2022年 06月 30日
SUSE Linux Enterprise Server 15 sp4 (SLES15sp4) インストール
openSUSE Leap 15.4 インストールとファーストインプレッション
ダウンロードは次のアドレスから入手できます。あらかじめ SUSE に無料でアカウントを登録しておく必要があります。x86-64 用メディアと ARM 向けのメディアがありますが、ここでは x86-64 用の Full メディアをダウンロードします。サイズはそれぞれ
x86_64 Media1 : 13Gbx86_64 Media2: 26Gb
です。Media1 はインストール用のバイナリ。Media2 はソースコードなどが入っているようです。通常インストールメディアは、Media1 だけで良いようです。SLE15 からユニバーサルインストーラになったため、DVD メディアが複数必要でしたが、最近の傾向で、USB メモリが前提となってきたせいか、インストールフルメディアのサイズが大きくなっています。一方、サイズの小さなネットワーク用インストールメディアもありますが、このメディアを使うにはサブスクリプション購読が必要です。一通り検証できた後ならこれを使うこともありですが、いきなり最新のカーネルパッチが当てられると、後にハードベンダーが提供するプロプライエタリなデバイスドライバがコンパイルエラーを起こしてインストールできないケースがあったので、Full メディア版で一通りインストールして、周辺機器の動作を確認するようにしています。

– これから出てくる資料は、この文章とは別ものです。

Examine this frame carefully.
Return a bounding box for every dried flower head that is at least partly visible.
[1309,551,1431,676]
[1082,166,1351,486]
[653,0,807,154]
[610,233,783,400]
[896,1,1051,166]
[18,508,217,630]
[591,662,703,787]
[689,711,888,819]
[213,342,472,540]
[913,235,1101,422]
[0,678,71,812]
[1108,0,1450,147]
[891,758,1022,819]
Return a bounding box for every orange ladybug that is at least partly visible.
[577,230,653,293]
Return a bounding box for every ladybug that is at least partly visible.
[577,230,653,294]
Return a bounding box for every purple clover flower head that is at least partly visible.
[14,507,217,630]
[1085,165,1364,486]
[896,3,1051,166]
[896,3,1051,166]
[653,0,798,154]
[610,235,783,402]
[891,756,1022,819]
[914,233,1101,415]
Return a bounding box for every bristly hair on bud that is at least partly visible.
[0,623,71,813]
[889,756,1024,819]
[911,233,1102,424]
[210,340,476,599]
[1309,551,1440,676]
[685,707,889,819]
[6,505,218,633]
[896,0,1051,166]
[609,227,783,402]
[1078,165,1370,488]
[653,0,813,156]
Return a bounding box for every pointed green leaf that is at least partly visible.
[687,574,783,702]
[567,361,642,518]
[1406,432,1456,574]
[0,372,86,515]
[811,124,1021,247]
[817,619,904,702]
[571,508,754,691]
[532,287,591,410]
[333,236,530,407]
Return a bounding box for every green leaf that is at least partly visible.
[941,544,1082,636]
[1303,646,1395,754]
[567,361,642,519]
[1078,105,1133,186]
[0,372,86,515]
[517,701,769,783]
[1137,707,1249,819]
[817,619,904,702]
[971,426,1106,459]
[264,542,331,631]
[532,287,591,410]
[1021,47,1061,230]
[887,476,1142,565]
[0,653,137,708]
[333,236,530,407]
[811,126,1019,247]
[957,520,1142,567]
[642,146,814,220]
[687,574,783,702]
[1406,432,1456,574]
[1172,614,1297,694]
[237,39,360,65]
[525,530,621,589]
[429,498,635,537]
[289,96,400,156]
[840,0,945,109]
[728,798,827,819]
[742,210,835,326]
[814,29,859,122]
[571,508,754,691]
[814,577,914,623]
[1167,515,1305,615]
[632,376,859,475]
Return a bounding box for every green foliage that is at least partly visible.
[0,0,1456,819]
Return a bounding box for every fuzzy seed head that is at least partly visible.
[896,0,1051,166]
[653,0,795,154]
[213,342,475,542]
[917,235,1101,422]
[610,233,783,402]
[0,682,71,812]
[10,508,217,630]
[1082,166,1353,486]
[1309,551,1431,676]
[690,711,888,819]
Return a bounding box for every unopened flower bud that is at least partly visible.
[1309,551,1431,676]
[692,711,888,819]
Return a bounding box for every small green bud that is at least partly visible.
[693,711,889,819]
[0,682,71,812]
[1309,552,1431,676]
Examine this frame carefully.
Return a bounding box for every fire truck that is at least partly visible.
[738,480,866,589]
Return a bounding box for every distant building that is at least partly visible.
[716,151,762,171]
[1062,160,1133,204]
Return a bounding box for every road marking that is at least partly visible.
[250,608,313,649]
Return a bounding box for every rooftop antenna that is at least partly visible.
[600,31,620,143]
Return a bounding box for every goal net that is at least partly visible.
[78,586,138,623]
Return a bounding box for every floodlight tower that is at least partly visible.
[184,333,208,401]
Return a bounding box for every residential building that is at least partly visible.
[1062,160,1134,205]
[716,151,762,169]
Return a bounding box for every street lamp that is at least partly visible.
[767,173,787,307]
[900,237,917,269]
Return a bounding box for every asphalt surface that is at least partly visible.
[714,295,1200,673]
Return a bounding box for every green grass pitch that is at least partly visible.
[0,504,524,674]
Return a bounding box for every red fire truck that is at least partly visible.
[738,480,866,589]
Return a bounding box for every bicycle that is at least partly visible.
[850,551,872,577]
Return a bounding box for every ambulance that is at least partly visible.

ここでは、KVM-qemu 環境で動かしましたが、ベアメタルハードウェアにインストールする場合は、Full-Media1.ISO を抽出した、USB メモリから起動することになると思います。USB メモリも安いのですが、いかんせん最近は速度面で不利です。事前にローカルネットワークに、HTTP サーバを用意して、インストーラが起動したら、HTTP サーバをインストールソースとしてみました。他にも SMB や FTP なども利用できます。もちろん、そのまま USB メモリなどから直接インストールしても良いのですが、あらかじめインストールメディアをローカルネットワークの HTTP サーバやSMB, FTP サーバに用意しておくと、後の YaST でのセットアップ作業が効率的になります。ここでは、HTTP サーバにインストールメディアを用意しておきました。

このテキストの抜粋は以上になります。